Berit Uhlmann hat in der Potsdamer Straße ein Café mit ungewöhnlichem Konzept aufgemacht

Die meisten Menschen machen um Läden, in denen Körperteile tätowiert oder durchstochen werden, lieber einen Bogen. Für ihr neu eröffnetes Tattoo- und Piercing-Geschäft in der Potsdamer Straße hat sich Berit Uhlmann deshalb ein ungewöhnliches Konzept ausgedacht: Auf den ersten Blick sieht „Tatau Obscure“ aus wie ein schickes Café. Am Eingang stehen kleine rosa Tische und silbern bespannte Sofabänke, an der Theke gibt es Kaffee, Käsekuchen und Spinatquiche. „Wir wollen den Leuten die Schwellenangst nehmen“, sagt Uhlmann und fügt hinzu, dass Gäste, die nur ein Stück Kuchen essen oder einen der ausgestellten Kunstgegenstände kaufen wollen, ausdrücklich willkommen sind.
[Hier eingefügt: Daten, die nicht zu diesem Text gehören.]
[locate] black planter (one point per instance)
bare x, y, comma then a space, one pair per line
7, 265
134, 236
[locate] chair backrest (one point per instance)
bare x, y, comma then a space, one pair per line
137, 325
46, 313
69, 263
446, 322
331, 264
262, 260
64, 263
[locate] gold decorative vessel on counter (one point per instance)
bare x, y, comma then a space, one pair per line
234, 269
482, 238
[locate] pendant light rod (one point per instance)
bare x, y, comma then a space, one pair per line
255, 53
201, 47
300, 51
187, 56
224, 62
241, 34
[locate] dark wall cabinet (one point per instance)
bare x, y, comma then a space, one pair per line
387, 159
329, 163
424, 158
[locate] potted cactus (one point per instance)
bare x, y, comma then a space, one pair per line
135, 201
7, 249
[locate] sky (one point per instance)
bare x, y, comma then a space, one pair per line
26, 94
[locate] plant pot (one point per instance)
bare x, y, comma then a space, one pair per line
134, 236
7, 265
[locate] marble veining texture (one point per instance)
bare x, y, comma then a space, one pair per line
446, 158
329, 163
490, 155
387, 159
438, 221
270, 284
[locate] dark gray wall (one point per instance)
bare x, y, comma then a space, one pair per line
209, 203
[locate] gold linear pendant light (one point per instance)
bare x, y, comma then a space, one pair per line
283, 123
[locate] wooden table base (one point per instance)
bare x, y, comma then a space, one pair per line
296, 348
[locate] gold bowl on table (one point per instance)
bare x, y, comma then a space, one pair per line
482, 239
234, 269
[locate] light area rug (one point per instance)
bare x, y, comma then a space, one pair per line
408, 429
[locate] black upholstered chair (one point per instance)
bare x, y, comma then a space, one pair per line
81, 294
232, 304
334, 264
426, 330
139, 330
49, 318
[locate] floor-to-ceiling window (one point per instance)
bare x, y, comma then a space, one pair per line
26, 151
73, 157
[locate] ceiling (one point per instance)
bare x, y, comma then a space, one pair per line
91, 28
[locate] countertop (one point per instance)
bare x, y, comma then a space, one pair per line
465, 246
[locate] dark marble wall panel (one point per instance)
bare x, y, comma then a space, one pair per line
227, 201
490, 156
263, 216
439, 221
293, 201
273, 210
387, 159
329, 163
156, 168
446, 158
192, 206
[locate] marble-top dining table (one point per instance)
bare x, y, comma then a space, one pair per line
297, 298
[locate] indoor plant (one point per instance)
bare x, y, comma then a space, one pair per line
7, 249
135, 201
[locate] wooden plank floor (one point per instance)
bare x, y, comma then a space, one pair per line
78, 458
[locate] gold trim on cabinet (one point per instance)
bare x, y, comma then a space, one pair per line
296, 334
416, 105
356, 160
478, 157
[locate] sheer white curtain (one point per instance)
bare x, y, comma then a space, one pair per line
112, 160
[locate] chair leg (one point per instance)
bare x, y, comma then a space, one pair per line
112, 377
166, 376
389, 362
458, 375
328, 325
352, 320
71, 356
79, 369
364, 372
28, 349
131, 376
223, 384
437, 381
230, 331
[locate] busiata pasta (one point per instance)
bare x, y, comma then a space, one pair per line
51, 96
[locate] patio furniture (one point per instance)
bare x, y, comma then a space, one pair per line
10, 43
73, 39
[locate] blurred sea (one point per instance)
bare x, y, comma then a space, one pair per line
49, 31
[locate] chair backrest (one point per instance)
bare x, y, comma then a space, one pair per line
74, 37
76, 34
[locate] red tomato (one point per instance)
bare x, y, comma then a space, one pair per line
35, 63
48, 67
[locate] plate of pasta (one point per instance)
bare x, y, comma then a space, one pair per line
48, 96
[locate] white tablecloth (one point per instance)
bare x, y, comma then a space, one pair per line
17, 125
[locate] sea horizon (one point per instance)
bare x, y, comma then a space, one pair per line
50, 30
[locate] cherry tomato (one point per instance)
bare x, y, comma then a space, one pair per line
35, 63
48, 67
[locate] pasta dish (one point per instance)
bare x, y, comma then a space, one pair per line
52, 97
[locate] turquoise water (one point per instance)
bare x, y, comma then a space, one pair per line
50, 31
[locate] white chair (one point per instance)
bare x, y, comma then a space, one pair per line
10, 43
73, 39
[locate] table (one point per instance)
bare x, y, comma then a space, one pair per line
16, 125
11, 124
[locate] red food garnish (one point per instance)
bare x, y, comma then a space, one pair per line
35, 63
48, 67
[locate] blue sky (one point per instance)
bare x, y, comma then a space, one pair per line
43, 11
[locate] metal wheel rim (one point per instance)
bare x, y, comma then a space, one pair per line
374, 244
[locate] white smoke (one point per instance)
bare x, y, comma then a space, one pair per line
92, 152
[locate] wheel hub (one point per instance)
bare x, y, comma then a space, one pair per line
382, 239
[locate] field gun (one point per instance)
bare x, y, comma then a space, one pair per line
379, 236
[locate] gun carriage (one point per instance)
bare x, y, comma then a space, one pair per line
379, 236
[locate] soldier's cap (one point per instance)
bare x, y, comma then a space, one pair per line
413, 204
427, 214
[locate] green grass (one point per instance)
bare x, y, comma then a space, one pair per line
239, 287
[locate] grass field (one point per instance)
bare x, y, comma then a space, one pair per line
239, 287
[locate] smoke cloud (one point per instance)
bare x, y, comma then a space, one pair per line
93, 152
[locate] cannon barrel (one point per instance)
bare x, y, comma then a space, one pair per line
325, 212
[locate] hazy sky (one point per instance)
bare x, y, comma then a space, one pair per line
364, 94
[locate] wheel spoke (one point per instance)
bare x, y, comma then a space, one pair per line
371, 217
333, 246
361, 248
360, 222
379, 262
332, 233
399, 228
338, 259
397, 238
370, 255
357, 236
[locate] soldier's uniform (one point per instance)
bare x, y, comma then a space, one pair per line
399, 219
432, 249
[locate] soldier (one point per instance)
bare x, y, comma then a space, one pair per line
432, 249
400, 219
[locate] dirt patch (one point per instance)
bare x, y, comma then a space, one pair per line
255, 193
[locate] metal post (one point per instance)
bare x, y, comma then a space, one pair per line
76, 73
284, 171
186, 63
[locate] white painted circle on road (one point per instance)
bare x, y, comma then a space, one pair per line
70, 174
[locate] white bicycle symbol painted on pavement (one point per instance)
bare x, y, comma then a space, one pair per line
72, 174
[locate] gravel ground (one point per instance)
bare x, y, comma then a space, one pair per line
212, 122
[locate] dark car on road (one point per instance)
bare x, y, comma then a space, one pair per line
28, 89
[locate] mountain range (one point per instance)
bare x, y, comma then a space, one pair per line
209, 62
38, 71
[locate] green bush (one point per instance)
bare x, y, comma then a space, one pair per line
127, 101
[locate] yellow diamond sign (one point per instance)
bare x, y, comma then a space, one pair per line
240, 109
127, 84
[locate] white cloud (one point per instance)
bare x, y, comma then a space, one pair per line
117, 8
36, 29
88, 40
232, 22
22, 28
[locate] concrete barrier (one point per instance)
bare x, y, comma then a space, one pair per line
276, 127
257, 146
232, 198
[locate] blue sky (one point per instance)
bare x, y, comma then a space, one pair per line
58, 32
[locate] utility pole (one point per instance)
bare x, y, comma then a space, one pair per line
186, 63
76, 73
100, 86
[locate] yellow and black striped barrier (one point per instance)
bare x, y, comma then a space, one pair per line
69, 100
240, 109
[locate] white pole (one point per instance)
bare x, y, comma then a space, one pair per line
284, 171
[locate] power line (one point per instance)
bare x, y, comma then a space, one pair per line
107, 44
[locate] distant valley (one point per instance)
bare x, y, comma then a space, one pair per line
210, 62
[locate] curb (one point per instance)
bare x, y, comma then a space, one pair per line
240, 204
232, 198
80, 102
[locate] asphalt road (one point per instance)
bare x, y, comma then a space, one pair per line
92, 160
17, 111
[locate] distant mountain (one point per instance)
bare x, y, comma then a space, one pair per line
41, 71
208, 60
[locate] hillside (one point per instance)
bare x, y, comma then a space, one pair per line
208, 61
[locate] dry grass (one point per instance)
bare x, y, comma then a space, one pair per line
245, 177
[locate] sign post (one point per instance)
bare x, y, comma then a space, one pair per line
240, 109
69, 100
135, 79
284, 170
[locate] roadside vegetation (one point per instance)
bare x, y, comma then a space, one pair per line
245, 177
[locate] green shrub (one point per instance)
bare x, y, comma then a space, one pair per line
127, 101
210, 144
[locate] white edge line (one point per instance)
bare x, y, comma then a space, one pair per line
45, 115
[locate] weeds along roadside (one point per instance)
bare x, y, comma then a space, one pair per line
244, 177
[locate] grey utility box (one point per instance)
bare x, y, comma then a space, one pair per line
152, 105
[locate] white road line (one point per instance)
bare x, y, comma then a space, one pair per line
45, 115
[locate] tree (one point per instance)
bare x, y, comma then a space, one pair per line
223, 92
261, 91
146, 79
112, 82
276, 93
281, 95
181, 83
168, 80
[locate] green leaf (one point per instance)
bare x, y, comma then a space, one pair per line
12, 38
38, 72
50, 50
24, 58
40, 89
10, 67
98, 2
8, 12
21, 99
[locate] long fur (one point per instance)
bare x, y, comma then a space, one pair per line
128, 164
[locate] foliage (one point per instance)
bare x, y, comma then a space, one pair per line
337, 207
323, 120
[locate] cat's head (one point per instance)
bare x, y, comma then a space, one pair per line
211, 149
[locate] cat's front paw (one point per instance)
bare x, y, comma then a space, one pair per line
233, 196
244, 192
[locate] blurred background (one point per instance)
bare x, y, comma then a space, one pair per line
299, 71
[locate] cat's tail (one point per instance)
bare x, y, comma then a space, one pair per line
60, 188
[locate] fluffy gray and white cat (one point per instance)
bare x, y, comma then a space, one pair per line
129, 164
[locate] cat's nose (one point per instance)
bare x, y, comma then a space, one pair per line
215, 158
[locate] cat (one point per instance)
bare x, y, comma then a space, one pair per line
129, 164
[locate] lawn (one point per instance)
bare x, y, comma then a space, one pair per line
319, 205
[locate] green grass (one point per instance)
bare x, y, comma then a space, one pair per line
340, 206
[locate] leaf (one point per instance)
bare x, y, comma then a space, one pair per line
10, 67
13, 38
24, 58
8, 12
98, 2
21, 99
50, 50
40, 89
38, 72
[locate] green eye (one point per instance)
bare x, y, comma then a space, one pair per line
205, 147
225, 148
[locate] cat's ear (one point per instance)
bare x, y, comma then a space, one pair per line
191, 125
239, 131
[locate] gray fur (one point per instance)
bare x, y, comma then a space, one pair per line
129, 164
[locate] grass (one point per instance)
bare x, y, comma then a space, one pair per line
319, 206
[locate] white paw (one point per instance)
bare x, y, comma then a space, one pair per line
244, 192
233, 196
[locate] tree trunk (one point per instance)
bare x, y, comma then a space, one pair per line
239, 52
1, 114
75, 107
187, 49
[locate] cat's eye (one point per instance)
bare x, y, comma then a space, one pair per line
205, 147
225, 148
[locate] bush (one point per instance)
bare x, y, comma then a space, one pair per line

Ein halbes Jahr lang hat Berit Uhlmann mit Freunden, Mitarbeitern und Handwerkern Fliesen gelegt, Fenster eingebaut und Möbel ausgewählt. Geld war dabei ein großes Problem – die Bank lehnte ihren Antrag auf einen Investitionskredit in Höhe von 50 000 Euro ab. Also lieh sich die Chefin die nötigen Mittel nach und nach bei Freunden zusammen. Das Ergebnis sind großzügige, durchgestylte Räume in knalligen Farben. Nur die Stellen, an denen gepierct und gestochen wird, sind schlichter und klinisch sauber. Empfindliche Cafébesucher bekommen sie gar nicht erst zu sehen: Der Piercing-Raum ist abgetrennt, tätowiert wird auf der Galerie. Schmerzensschreie, bei denen den Gästen der Kuchen im Hals stecken bleibt, wird es auch nicht zu hören geben, sagt die Chefin: „Das tut heutzutage nicht mehr so weh.“ Die 38-Jährige, die ursprünglich aus Ostfriesland kommt, tätowiert seit einem Jahrzehnt, ihr Mit-Tätowierer mehr als doppelt so lange.

Wer sich beim Kaffeetrinken spontan für ein Brauen-Piercing entscheidet, kann nicht gleich zum Tätowierer durchgehen. Er braucht einen Termin. Und das kann dauern: Uhlmann erwartet, dass die Stammkundschaft ihres einstigen Ladens in Kreuzberg auch das neue Geschäft in Tiergarten besucht.

Für die Zukunft wünscht die Chefin sich, dass ihr fünfköpfiges Team weiter wächst – geplant sind beispielsweise Gasttätowierer, also Körperkünstler, die für eine begrenzte Zeit in ihrem Laden arbeiten. Außerdem will sie neben Kuchen, Kunst und Kimonos bald Essen anbieten – Räucherfisch, Roggenbrot, Salate. Im Seitenflügel ist noch Platz, dort soll die Küche hin.